How to do simple loadbalancing with Linux without a single point of failure

bert hubert <ahu@ds9a.nl>

Welcome! This page reflects some experiments I did that show promise in providing loadbalancing which can be very interesting in some situations.

Update! Horms has implemented this idea & more in Active-Active.

This is most useful for services which are CPU bound and not network bound.

The goal

Loadbalance a service on one IP address over multiple Linux servers without generating a new single point of failure.

Why

Excellent projects like The Linux Virtual Server or machines like the Alteon Acedirector already provide loadbalancing. However, these all entail either an additional single point of failure, or need the loadbalancing machine itself to be redundantly implemented (ie, two boxes).

Doing so is expensive and often not needed. It is however a very good way of scaling to enormous bandwidths - because of the tricks these solutions employ, they are able to do gigabits of traffic.

We want to be able to provide loadbalancing for hosts that do not saturate their ethernet, but do need more CPU or IO horsepower than a single box can provide.

Intended audience

Do not interpret this document as a HOWTO. Everything here is very new and very lightly tested. Play around, let me know what happens, but don't complain that your 1024-server deployment just does not do what I promised it would.

Even if you are confident that you are savvy enough to fool around, only use what we descibe here if your service is CPU or IO bound, and if you are not saturating your network.

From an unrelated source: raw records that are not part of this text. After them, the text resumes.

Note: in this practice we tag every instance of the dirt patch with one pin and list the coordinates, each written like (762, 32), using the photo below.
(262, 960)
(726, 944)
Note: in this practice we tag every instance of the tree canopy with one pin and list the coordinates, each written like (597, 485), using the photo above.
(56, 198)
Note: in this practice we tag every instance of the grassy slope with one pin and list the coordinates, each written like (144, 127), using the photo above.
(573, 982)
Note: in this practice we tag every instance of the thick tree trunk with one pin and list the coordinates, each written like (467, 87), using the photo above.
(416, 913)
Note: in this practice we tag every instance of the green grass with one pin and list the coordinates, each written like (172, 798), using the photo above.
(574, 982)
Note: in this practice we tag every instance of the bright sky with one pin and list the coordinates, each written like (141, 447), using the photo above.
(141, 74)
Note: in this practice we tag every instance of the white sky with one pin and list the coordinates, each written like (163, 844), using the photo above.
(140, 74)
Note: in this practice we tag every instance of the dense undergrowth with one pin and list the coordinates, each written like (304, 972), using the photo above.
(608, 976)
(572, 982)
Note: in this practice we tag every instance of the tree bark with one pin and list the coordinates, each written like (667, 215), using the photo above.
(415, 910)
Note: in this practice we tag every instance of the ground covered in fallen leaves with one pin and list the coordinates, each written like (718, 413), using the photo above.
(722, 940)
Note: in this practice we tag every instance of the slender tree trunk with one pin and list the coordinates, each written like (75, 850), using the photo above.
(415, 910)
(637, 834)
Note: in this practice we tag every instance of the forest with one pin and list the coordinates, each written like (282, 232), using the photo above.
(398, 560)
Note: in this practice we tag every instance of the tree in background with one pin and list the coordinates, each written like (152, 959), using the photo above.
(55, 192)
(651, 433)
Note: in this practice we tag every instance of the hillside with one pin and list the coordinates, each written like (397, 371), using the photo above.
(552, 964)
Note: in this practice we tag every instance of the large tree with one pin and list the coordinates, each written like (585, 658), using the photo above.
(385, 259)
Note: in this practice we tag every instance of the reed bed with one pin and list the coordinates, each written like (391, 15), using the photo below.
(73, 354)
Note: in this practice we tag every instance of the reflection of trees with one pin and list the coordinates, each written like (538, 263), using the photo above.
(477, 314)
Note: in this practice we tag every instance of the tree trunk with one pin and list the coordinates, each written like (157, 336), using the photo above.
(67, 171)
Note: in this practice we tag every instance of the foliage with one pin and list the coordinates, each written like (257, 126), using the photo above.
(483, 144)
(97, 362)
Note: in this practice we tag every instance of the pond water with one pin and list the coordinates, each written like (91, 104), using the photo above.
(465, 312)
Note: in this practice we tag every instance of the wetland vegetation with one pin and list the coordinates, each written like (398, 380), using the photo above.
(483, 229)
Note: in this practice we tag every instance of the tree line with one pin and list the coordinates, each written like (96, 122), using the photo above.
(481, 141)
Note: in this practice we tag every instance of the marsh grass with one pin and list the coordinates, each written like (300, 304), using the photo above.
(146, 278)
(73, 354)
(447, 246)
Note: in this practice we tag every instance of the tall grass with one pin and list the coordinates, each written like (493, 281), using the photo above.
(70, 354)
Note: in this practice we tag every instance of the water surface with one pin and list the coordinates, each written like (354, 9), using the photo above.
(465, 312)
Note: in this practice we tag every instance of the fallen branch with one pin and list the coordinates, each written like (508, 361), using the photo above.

If the latter is the case, doing loadbalancing like this will only hurt performance!

How it normally works

We'll assume that you have four servers, 192.168.0.10 to 192.168.0.13, and that the service you want to provide will live on the virtual IP address 192.168.0.2. We also assume that your subnet is 192.168.0.0/24 (192.168.0.0-192.168.0.255), and that your default gateway is 192.168.0.1, which need not be a Linux machine. Furthermore, you are using a hub and not a switch.
In ascii art:

 [Client]
    |
[Internet] - 192.168.0.1 --[HUB]---+---------+-----+-----+
             default               |         |     |     |
             gateway               |         |     |     |
                              192.168.0.10  11    12    13

Ok - now a customer on the internet wants to access your webserver on 192.168.0.10, and a SYN packet (which starts a TCP/IP session) arrives at your default gateway, which then needs to access a host that feels responsible for 192.168.0.10.

In order to find the right host, the router sends out an Address Resolution Protocol (ARP) 'who-has 192.168.0.10? tell 192.168.0.1'-query. Normally then one of your servers responds with its MAC address '00:10:D7:01:20:11 has 192.168.0.10'. Your router then uses this information to route the SYN packet to the proper MAC address, which is then accepted by your webserver 192.168.0.10.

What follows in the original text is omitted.